The tiny car park in front of the factory's reception office was jammed with a throng of seething protesters, all dressed in nurse's uniform and hurling abuse, with every angry word and action recorded by three television cameras which had been dutifully summoned by McKenzie's press officer and placed in an ideal viewing position on top of the administration block. No sooner was the official car inside the gates than the crowd surged around, kicking the bodywork and banging placards on the roof. In a couple of seconds the aerial had gone and the windscreen wipers had also been wrenched off. Trie driver had the sense to press the panic button fitted to all Ministerial cars which automatically closed the windows and locked the doors, but
not before someone had managed to spit directly into McKenzie's face. Fists and contorted faces were pressed hard up against the glass, all threatening violence on him; the car rocked as the crowd pressed hard against it, until he could see no sky, no trees, no help, nothing but hatred at close distance.

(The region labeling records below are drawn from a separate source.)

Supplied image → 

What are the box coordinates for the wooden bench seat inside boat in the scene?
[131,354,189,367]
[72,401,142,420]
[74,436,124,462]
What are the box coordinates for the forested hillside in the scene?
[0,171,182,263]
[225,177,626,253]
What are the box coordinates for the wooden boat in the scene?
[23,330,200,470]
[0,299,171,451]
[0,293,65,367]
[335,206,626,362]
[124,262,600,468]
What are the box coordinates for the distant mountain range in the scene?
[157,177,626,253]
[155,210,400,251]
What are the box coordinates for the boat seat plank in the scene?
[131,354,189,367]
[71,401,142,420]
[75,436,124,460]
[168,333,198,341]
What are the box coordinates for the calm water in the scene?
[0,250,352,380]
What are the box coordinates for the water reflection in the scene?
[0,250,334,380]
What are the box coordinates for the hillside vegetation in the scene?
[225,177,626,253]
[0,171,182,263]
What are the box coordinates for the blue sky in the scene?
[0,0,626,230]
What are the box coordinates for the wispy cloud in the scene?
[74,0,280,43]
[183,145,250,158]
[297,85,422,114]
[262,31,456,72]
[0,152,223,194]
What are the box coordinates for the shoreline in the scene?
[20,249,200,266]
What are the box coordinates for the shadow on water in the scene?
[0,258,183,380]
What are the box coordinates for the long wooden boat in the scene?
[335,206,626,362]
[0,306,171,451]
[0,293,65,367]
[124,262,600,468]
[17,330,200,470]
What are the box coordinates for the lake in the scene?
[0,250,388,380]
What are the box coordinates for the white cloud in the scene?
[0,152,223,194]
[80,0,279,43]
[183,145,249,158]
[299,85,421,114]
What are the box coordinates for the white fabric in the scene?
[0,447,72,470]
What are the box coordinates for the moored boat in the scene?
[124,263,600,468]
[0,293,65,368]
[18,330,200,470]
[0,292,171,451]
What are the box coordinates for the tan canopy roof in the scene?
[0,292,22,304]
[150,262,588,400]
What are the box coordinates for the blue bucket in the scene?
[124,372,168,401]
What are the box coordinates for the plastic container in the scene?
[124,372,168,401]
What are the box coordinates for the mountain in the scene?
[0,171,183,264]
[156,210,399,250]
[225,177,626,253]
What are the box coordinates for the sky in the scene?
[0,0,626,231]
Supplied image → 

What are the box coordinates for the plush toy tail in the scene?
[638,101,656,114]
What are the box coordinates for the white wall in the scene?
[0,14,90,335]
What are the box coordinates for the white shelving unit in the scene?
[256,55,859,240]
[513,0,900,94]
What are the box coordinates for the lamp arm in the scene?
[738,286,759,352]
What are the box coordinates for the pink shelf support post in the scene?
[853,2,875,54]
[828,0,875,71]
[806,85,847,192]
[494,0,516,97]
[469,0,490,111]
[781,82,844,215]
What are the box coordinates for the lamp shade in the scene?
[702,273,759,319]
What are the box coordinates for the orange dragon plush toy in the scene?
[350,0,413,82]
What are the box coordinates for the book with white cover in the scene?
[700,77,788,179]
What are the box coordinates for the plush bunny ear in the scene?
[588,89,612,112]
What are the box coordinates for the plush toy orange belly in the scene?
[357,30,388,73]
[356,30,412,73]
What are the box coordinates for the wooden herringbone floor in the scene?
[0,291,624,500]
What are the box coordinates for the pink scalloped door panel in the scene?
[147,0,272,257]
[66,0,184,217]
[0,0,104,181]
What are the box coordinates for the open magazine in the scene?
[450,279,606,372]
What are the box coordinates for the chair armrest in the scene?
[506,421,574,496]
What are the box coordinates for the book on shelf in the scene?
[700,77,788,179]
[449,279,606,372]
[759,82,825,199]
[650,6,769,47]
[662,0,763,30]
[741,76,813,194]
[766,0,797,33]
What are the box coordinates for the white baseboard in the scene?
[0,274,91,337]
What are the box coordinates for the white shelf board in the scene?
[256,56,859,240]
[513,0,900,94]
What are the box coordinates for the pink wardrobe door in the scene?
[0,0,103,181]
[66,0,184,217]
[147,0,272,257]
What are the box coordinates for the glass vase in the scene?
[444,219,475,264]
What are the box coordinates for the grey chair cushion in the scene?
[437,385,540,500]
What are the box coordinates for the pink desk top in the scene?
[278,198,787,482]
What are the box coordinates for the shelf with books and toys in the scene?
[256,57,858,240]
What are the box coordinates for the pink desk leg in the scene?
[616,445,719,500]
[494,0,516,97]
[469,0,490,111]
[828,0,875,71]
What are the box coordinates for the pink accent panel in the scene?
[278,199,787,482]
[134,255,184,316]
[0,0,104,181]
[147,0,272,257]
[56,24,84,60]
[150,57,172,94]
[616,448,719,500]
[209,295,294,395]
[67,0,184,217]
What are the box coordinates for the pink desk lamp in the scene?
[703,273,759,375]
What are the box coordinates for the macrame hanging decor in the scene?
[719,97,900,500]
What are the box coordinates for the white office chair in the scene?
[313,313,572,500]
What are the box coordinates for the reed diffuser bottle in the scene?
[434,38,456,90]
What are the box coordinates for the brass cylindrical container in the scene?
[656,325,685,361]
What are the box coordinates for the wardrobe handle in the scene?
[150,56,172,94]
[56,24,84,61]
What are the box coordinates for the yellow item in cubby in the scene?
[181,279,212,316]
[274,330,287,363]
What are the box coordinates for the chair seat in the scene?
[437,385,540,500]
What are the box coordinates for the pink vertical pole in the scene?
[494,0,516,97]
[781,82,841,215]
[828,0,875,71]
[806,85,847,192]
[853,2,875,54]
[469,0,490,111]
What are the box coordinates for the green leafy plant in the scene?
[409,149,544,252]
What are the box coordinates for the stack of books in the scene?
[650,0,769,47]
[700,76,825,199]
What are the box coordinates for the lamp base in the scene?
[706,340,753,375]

'Get out! Get out!' he screamed, but the driver raised his hands in helplessness. The crowd had surrounded the car, blocking off any hope of retreat.

'Get out!' he continued to scream, overcome by the claustrophobia of the crowd, but to no avail. In desperation the Minister leaned forward and grabbed the automatic gear stick, throwing it into reverse. The car gave a judder and moved back barely a foot before the driver's foot hit the brake, but the closely penned crowd had felt the impact. The protesters quickly withdrew to leave an exit for the car, taking with them a young woman in nurse's uniform who appeared to be in great pain after having been struck by the retreating car. Seeing his opening, the driver smoothly reversed his vehicle out of the gates and onto the road, pulling off a spectacular hand-brake turn to bring the nose of the car round and effect a rapid escape. He sped away leaving large black rubber scars on the road surface. The cameras continued to record every panic-stricken moment.

McKenzie's political
career was also left on the road alongside the ugly burnt tyre marks. It did not matter that the woman was not badly injured, or that she was not indeed a nurse at all but a fulltime union convenor and an experienced hand at turning a picket line drama into a newsworthy crisis. No one bothered to enquire. No man who could antagonise so many nurses and act in such a cowardly fashion in seeking to evade their protest could possibly occupy 10 Downing Street. For McKenzie, the tide had turned again and he watched helplessly as his life raft drifted back over the horizon.

FRIDAY 19
th
NOVEMBER

It had been a difficult week for Mattie, and a lonely one too, and she was having to work hard to keep her spirits up. While the pace of activity in the leadership race had picked up sharply, she found herself treading water, feeling as if she were being left behind by events. Nothing had come of her few job interviews; it had become clear to her that she had been blacked by all the newspapers in the expanding Landless empire, and none of his remaining competitors seemed particularly keen to antagonise him unnecessarily. And on Friday morning the mortgage rate had gone up.

Even worse, while she had more pieces of the jigsaw, still she could find no pattern in them. And it hurt. Inside her head the few facts she had gathered collided with her own speculative thoughts, but nothing seemed to fit. The collision left a dull, throbbing ache in her temples which had been with her incessantly for days. So she had hauled her
ru
nning
gear out of the wardrobe and was soon pounding her way around the leaf-covered tracks and pathways of Holland Park, hoping that the much needed physical exercise would purge both body and mind. But the throbbing in her head only combined with the new and growing pains in her lungs and legs to make it all hurt even more. She was
running
out of ideas, stamina and time. The first ballot was just four days away.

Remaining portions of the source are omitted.